A study that explicitly focused on the impact of effector system combinations on multiple-action control was conducted by Huestegge and Koch (2013). They had participants respond to a single auditory stimulus (presented to the left/right ear) with either a single oculomotor, vocal or manual response, or with two of these responses simultaneously. An analysis of the pattern of performance costs (i.e., response time [RT] difference between single- and dual-response conditions for each effector system) revealed an asymmetrical distribution of these costs throughout all pairwise combinations of effector systems: Oculomotor responses were associated with smaller costs than vocal and manual responses, while vocal costs were only large when combined with oculomotor (but not with manual) responses. Finally, manual costs were substantial throughout. Interestingly, this pattern could not be explained in terms of the overall response time levels of the effector systems (e.g., vocal responses were slower than manual responses, nevertheless associated with smaller performance costs). Therefore, Huestegge and Koch (2013) interpreted these findings as evidence for a generic capacity allocation policy among responses based on an ordinal effector system hierarchy (see also Pieczykolan & Huestegge, 2014): Oculomotor responses are assumed to be prioritized over vocal and manual responses, while vocal responses are prioritized over manual responses. Probably, the specific effector systems are anticipated early during task processing, and a corresponding capacity allocation policy is implemented accordingly to eventually select and execute these responses (i.e., an anticipatory mechanism similar to action effect anticipation as assumed by ideomotor theories; see, e.g., Badets, Koch, & Philipp, 2016; Pfister, 2019, for reviews).
However, a potential alternative explanation of these findings comes from studies on input–output modality compatibility (IOMC) effects.
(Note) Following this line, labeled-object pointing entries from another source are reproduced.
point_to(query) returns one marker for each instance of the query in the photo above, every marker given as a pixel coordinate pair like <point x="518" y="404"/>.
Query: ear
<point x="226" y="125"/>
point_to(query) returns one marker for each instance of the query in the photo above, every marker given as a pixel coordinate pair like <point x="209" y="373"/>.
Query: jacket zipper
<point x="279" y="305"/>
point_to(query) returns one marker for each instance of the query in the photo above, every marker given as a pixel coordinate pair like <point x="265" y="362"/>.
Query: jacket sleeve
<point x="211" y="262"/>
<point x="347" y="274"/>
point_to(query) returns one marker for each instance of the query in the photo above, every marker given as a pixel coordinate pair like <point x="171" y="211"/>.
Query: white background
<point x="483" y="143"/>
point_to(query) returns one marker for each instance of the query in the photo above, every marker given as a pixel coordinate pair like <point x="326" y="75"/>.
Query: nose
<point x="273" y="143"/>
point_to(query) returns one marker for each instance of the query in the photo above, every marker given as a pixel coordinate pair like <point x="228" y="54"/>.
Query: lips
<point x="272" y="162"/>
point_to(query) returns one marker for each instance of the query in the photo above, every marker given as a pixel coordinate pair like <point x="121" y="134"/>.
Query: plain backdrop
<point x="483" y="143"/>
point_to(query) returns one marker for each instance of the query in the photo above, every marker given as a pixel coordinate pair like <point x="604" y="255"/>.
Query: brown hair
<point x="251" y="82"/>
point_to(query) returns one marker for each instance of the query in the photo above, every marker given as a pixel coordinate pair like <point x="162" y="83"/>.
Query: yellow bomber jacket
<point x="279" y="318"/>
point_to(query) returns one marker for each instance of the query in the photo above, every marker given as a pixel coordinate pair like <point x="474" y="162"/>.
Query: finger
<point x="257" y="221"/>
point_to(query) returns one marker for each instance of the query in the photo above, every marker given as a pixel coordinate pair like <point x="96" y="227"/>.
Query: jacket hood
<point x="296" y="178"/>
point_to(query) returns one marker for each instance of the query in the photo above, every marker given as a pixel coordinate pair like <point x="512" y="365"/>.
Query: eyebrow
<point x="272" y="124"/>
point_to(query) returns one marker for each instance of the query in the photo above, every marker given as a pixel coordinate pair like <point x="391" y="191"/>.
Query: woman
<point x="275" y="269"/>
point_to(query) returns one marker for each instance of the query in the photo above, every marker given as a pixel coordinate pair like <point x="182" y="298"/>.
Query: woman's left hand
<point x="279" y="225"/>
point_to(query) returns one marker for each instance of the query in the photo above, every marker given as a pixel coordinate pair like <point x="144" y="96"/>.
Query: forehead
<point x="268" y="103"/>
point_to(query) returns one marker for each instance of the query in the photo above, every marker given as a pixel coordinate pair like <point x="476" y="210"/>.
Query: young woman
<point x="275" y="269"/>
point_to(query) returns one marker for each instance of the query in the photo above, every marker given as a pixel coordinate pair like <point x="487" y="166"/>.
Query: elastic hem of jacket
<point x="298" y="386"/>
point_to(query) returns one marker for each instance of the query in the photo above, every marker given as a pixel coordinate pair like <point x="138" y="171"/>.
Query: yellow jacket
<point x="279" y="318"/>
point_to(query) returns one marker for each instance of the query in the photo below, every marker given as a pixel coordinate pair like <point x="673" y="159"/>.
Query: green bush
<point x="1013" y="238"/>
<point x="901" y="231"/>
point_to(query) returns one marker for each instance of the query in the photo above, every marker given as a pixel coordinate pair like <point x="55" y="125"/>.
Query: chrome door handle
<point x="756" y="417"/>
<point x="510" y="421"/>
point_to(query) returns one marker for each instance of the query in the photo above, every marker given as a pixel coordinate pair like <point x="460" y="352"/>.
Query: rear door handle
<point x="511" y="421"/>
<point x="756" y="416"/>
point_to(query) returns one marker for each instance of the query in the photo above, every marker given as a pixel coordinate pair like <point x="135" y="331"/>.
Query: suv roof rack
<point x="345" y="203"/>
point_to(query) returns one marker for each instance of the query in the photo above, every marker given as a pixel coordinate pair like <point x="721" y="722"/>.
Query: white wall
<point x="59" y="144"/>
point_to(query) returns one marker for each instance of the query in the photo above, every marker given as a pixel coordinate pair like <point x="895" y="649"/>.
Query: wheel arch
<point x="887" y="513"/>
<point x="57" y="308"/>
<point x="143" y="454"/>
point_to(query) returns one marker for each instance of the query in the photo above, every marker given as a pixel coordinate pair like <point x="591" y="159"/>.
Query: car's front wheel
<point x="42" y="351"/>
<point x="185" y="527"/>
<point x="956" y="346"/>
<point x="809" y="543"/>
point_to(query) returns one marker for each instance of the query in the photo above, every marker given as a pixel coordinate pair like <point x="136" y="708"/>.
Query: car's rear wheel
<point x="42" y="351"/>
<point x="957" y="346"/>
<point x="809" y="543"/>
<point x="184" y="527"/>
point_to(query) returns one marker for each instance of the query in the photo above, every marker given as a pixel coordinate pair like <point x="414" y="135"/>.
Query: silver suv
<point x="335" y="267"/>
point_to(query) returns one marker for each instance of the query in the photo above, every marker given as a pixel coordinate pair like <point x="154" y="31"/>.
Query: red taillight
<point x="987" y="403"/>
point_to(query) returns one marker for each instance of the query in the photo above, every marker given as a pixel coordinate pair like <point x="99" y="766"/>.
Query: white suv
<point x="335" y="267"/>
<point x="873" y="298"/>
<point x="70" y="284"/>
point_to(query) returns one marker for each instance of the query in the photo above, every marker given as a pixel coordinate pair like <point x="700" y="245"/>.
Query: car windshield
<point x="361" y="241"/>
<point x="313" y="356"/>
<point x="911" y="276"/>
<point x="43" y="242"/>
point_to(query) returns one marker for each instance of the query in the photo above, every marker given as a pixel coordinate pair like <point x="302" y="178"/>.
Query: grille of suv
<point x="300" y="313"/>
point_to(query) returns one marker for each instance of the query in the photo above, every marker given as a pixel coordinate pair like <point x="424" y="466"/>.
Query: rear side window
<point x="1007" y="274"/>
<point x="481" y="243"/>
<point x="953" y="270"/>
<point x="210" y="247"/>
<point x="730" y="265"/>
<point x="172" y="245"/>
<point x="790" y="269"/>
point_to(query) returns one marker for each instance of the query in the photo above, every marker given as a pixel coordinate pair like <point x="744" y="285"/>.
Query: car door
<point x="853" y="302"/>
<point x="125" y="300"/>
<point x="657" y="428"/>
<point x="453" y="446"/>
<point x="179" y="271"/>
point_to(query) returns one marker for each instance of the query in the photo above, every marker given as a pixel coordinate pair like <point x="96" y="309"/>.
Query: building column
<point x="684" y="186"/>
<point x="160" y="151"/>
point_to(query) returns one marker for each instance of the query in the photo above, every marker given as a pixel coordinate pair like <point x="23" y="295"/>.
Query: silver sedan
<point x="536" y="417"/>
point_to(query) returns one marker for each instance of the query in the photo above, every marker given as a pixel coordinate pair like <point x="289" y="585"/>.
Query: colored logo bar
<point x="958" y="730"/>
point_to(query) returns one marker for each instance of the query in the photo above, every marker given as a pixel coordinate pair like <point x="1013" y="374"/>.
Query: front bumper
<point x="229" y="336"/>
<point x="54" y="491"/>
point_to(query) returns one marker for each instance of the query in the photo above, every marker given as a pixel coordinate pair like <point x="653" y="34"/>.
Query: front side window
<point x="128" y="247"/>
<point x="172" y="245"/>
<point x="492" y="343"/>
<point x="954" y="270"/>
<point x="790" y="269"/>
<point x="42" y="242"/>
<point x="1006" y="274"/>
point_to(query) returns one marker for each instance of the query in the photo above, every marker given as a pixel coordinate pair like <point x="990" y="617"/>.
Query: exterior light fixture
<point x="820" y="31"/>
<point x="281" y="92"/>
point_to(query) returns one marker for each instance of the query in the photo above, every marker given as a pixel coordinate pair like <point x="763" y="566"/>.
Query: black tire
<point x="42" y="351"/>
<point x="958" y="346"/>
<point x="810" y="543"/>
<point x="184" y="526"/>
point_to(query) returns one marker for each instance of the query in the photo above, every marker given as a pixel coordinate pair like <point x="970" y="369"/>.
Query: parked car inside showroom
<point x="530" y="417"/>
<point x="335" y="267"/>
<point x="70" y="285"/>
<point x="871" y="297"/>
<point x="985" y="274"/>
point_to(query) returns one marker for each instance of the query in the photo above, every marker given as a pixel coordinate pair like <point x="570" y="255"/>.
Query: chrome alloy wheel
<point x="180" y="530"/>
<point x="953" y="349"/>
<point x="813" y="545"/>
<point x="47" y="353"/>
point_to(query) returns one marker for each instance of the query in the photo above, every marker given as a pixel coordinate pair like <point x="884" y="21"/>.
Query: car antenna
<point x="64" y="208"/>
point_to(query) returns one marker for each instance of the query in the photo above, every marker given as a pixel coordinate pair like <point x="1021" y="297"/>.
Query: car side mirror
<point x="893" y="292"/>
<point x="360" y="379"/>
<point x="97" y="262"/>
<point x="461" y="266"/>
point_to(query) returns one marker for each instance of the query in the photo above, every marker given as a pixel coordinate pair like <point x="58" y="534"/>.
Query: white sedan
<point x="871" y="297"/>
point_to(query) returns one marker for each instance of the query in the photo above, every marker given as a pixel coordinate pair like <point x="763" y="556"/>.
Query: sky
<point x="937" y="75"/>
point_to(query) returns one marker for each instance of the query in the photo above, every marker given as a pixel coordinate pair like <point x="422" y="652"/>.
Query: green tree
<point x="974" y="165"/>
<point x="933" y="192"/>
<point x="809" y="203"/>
IOMC effects refer to the influence of the combination of sensory systems and effector systems on dual-task performance. A dual-task setting involving a visual–manual task in combination with an auditory–vocal task (referred to as compatible mapping) has been reported to yield smaller dual-task costs than a dual-task setting with a reversed (incompatible) modality mapping (i.e., visual–vocal and auditory–manual; Göthe, Oberauer, & Kliegl, 2016; Halvorson, Ebner, & Hazeltine, 2013; Stelzel & Schubert, 2011; Stelzel, Schumacher, Schubert, & D'Esposito, 2006). Analogous findings have been observed in other multitasking paradigms such as psychological refractory period studies (Maquestiaux, Ruthruff, Defer, & Ibrahime, 2018) and task-switching studies with respect to switch costs (Stephan & Koch, 2010, 2011; Stephan, Koch, Hendler, & Huestegge, 2013) and mixing costs (Hazeltine, Ruthruff, & Remington, 2006; Schacherer & Hazeltine, 2019). The advantage of compatible mappings has usually been explained by referring to the similarity of stimuli to typical effects associated with certain actions: For example, vocal actions are typically followed by auditory effects (ideomotor account; see Greenwald, 1972, 2003; Stephan & Koch, 2010, 2011).
Given that Huestegge and Koch (2013) only utilized auditory stimuli, it is possible that this setting created a particular IOMC-like advantage for vocal (vs. manual) action demands, which may have resulted in the prioritization of vocal-over-manual actions. This potential alternative explanation receives further credibility by other previous reports: Some studies, in fact, reported greater dual-task costs for vocal than for manual responses (e.g., Fagot & Pashler, 1992; Holender, 1980; Schumacher et al., 2001), and these studies involved visual stimuli (or only one fixed assignment of stimulus-to-response modalities in the case of Schumacher et al., 2001). Therefore, a systematic examination of the role of stimulus modality on effector prioritization in vocal–manual dual tasks is pending.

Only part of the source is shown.